Monday, May. 27, 1935

Chemical Eng'rs at Du Pont's

During the grand rally which tycoons, farmers' spokesmen, chemists, propagandists and journalists conducted at Henry Ford's Dearborn, Mich. fortnight ago to transform farm products into factory goods, chemical engineers emerged as key men of the entire procedure.

Last week 521 such chemical engineers assembled at Pierre Samuel du Font's, Wilmington, Del. to tell each other some major developments of their year.

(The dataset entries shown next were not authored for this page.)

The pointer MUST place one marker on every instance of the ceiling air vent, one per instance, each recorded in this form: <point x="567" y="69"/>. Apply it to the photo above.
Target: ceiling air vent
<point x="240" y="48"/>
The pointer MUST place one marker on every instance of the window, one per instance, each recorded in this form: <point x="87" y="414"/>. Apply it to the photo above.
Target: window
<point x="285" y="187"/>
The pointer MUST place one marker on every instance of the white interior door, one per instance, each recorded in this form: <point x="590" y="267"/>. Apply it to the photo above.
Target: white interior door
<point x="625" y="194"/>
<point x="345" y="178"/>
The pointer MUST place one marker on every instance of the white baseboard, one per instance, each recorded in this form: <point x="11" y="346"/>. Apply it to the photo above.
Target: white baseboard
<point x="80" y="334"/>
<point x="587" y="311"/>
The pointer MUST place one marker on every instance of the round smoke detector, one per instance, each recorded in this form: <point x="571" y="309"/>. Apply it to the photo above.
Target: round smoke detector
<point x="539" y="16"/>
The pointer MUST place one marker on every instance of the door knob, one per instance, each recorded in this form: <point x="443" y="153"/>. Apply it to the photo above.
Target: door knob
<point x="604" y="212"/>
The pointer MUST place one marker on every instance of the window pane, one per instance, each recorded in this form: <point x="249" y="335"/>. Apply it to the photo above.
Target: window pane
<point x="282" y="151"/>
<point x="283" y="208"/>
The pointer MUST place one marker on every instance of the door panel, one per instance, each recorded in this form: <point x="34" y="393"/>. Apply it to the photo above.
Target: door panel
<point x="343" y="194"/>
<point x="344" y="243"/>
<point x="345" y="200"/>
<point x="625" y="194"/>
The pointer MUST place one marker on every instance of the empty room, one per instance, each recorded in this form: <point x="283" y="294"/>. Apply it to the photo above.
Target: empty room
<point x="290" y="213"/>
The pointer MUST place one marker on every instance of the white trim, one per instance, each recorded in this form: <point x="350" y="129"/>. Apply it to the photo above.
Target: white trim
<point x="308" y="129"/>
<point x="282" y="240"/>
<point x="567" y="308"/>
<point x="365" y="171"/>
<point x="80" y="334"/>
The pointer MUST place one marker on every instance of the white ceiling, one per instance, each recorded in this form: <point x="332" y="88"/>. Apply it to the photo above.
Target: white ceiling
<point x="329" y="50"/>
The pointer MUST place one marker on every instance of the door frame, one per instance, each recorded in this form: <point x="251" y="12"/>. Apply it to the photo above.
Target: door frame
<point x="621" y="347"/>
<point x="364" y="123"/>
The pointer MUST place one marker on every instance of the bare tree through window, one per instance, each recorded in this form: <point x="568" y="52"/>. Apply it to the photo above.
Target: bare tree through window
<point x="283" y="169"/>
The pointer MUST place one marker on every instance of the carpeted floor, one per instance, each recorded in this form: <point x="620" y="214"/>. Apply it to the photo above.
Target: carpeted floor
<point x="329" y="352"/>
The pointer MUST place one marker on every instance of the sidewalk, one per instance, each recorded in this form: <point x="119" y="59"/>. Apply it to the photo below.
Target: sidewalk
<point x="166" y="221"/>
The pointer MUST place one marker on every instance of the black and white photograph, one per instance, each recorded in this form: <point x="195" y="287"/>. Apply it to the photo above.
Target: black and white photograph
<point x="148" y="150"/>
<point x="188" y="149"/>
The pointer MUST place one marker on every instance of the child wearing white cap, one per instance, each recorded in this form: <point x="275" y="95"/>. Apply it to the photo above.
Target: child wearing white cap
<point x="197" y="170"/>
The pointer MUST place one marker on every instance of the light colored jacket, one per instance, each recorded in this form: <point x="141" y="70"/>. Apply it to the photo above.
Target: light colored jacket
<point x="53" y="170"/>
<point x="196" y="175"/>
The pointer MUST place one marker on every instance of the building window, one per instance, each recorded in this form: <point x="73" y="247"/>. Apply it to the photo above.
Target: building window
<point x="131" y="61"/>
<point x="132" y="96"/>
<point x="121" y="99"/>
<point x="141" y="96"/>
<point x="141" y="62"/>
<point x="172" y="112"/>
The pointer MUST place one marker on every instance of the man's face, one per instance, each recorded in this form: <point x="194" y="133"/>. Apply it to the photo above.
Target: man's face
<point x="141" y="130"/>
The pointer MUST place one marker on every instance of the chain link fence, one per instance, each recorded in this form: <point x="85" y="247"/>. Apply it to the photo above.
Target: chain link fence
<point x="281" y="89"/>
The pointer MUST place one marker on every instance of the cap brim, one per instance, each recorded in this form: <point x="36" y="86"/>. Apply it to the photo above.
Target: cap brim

Mr. du Pont treated his guests more handsomely than Mr. Ford treated his guests the week before. After giving the tycoons, farmers' spokesmen, chemists, propagandists and journalists a neat New Englandish lunch, Mr. Ford took his richest guest, Irenee du Pont (middle brother), away for a private conference. Pierre du Pont regaled his guests, practically every last man of whom would have liked a job with the Du Ponts, with a splendid twilight dinner in the ballroom of his gorgeous greenhouse. An organ recital soothed the diners, and colored lights playing on the estate's fountains added more blandishments. But when it came to examining Du Pont manufacturing processes, the visiting chemical engineers saw as little as Du Pont chemical engineers permitted them to see.

Of manufacturing items and procedures which the engineers discussed, the following attracted most attention: Yielding metal disks to replace safety valves in tanks which contain corrosive gases; pure, unyielding platinum, gold and silver to line tubes and machinery; porous bricks which act as heat insulators; shipping highly reactive compounds of sodium in tank cars so full that no air or water can get in to deteriorate them; production on a vast scale at Wilson Dam of phosphatic fertilizers cheap enough to persuade Tennessee Valley farmers to refresh their exhausted, eroding soil.

During the past year U. S. students of chemical engineering, anticipating similar problems when they find jobs, worked on this practical practice problem: Select equipment for the recovery of acetone from a mixture of acetone and air by means of an absorption tower, using water as the absorbent. Students were obliged to deduce a plant of the most economical type and to calculate its annual operating cost. They also had to design certain auxiliaries, such as a heat exchanger, a condenser, and a still boiler, and to figure the most economical way of running the whole system.

Best solution was by Burwell Spurlok, 25, recently married son of a York, Neb. lawyer, Grinnell (Iowa) College A.B., onetime Harvard law student, onetime jobhunter, who expects to graduate next month from the University of Colorado College of Engineering. His reward: $100. A fact which the American Institute of Chemical Engineers found significant to the continuing success of U. S. industry: "Not only was the quality of winning solutions better than in previous years, but also there were this year more good solutions and few really poor ones.